Singapore Power divestment a "credit positive": Moody's
It enhances liquidity, reduces leverage.
In a release, Moody's Investors Service announced it has placed on review for upgrade Singapore Power's (SP) Aa3 issuer rating, SP Power Assets' (SPPA) Aa3 issuer and senior unsecured bond ratings, and SPPA's (P)Aa3 Senior Unsecured MTN Program domestic currency rating.
At the same time, Moody's has placed on review for downgrade the ratings of SP's Australian subsidiaries: SP AusNet (A1), 51% held by SP; SPI (Australia) Assets Pty Ltd (SPIAA, A3), wholly owned by SP; and Jemena (A3), wholly owned by SPIAA.
Moody's said its rating actions are in response to the divestment announced 17 May of 60% of SPIAA and 19.9% of SP AusNet to State Grid International Development Limited ("State Grid", unrated).
State Grid's parent company State Grid Corporation of China (Aa3 stable) has expressed strong commitment to its overseas investments as it supports the corporate objective of increasing its global presence and transferring its expertise in sophisticated, large scale power distribution.

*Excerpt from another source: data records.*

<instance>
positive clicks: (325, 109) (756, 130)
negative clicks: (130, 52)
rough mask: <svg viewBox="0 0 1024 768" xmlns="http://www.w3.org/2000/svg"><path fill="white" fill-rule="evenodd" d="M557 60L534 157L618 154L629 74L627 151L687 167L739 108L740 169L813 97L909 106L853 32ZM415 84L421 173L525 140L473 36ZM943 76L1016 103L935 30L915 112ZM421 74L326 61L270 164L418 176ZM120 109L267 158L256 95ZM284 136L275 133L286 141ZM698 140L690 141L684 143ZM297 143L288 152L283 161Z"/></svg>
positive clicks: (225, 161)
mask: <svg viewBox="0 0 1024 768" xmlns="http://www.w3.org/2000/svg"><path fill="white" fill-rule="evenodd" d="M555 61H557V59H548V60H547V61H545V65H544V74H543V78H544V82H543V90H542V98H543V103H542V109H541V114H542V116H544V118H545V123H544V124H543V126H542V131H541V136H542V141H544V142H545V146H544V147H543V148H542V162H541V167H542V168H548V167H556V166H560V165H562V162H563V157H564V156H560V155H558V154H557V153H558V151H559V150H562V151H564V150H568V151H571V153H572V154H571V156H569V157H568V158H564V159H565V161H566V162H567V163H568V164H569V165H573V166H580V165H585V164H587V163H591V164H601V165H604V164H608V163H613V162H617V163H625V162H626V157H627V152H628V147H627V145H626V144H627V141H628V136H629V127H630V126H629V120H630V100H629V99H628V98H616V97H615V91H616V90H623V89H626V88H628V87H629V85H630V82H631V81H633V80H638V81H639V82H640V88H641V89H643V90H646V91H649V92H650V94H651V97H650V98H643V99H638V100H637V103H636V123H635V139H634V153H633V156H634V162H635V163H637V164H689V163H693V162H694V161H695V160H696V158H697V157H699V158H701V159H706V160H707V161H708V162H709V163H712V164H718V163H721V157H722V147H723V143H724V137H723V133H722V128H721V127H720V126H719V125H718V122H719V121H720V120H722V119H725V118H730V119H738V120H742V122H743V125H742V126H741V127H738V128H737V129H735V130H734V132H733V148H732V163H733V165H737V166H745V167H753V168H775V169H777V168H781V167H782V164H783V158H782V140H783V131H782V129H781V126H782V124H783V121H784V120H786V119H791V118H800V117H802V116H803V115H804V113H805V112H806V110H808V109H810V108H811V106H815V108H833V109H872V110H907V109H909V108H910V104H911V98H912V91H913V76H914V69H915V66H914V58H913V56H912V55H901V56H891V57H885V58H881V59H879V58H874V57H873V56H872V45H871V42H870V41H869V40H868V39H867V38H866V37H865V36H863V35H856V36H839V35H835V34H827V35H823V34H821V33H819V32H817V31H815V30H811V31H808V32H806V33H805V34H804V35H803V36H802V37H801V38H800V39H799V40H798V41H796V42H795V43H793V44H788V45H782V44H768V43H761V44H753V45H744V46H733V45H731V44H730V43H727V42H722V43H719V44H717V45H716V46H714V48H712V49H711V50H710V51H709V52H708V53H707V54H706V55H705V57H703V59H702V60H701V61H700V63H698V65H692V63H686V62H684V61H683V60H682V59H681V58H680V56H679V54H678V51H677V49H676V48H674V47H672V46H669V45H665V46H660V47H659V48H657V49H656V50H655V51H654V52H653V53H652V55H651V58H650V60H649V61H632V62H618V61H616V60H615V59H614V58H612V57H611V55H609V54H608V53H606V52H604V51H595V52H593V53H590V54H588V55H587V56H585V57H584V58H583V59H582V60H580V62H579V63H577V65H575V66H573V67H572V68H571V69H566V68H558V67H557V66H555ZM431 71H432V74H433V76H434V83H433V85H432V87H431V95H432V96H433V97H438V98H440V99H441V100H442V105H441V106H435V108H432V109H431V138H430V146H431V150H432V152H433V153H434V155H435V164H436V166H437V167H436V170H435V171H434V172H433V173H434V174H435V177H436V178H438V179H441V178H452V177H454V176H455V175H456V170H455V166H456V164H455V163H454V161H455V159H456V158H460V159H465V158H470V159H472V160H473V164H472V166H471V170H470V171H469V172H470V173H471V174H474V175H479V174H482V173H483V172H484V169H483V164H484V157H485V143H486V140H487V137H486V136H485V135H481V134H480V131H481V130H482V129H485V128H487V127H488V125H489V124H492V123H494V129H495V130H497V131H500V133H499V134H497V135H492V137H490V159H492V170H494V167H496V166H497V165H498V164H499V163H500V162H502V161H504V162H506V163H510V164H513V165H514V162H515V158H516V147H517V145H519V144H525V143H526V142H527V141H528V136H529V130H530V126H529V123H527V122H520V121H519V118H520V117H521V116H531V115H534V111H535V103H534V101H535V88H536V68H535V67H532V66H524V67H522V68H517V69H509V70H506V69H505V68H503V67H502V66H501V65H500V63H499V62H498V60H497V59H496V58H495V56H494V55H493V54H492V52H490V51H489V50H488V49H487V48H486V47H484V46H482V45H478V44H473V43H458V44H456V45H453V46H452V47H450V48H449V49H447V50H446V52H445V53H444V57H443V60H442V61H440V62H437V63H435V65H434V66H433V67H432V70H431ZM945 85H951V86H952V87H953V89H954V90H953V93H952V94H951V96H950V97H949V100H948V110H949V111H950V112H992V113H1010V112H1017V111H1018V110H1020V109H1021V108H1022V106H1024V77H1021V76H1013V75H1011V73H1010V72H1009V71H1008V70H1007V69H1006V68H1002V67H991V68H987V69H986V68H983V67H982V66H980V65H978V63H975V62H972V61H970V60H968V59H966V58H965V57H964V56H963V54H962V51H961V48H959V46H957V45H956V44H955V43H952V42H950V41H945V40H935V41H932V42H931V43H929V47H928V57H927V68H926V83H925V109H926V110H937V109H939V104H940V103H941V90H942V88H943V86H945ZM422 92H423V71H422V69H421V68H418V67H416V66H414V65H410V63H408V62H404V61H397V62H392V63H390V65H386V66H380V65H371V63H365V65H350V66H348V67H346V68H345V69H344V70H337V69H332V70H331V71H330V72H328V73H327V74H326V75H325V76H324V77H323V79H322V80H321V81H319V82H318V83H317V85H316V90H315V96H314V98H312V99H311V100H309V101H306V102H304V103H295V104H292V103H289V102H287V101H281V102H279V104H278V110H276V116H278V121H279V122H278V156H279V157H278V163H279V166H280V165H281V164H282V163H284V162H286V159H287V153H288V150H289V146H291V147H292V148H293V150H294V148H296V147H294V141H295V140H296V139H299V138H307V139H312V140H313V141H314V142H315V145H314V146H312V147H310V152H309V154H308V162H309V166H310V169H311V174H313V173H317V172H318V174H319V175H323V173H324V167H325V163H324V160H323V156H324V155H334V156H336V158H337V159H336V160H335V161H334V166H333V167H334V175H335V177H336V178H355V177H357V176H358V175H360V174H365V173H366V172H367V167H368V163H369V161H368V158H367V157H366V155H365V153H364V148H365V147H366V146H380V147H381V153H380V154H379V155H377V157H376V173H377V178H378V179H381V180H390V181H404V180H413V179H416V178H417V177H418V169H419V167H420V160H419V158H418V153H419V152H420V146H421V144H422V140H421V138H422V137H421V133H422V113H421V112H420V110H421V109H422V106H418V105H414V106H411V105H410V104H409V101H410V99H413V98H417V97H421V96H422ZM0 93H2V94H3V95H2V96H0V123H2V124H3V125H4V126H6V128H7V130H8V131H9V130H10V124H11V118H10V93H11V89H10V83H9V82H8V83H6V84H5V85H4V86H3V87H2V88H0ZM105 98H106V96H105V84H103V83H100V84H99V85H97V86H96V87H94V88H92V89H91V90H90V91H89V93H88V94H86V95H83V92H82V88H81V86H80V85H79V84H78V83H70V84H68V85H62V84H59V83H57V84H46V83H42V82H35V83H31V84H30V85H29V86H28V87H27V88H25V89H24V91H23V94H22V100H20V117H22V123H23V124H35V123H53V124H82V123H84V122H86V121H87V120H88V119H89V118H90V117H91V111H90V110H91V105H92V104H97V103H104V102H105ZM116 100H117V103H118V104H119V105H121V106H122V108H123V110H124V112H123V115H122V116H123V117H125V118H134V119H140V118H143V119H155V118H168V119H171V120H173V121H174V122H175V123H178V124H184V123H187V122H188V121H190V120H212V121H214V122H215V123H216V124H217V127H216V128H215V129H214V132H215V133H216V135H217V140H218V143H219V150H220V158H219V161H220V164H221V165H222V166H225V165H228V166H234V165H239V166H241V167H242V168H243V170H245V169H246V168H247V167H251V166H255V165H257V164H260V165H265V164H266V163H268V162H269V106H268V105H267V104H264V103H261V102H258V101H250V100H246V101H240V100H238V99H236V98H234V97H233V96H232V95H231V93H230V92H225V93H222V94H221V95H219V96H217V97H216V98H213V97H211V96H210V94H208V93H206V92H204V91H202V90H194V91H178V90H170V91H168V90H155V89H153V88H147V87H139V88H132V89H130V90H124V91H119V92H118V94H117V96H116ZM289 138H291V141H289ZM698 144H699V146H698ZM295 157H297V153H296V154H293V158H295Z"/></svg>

Upon completion of the proposed divestment -- subject to the approval of regulatory authorities in Australia and China -- SP will retain 40% of SPIAA and 31.1% of SP AusNet. As a result of the divestment, both SP AusNet and SPIAA will no longer be consolidated in SP's financial statements.
"The divestment is credit positive for SP as, in addition to enhancing liquidity, it will provide SP with the ability to materially reduce leverage, such that FFO to interest would exceed 3.5x and net debt/fixed assets would fall below 60%, on a consistent basis," says Ray Tay, a Moody's Associate Vice President -- Analyst. "The company has not yet announced whether it intends to proceed with a debt reduction."
"The divestment will also reduce SP's exposure to Australia, where new rules governing the revenue-setting process for the utilities sector will challenge the sector's credit profile by reducing the predictability of regulated revenue. SP's Australian assets currently account for around 70% of the company's assets," says Tay, also the lead analyst for SP and SPPA. "Because SPPA's ratings benefit from uplift from SP and are also closely linked to SP's rating, they would be upgraded if the latter is upgraded," adds Tay.
Moody's further notes that the next electricity transmission and distribution (T&D) tariff reset in Singapore was to have taken place in April 2013, but no public announcement has been forthcoming. Once the reset is finalized, Moody's will accordingly assess the credit implications for both SPPA and SP.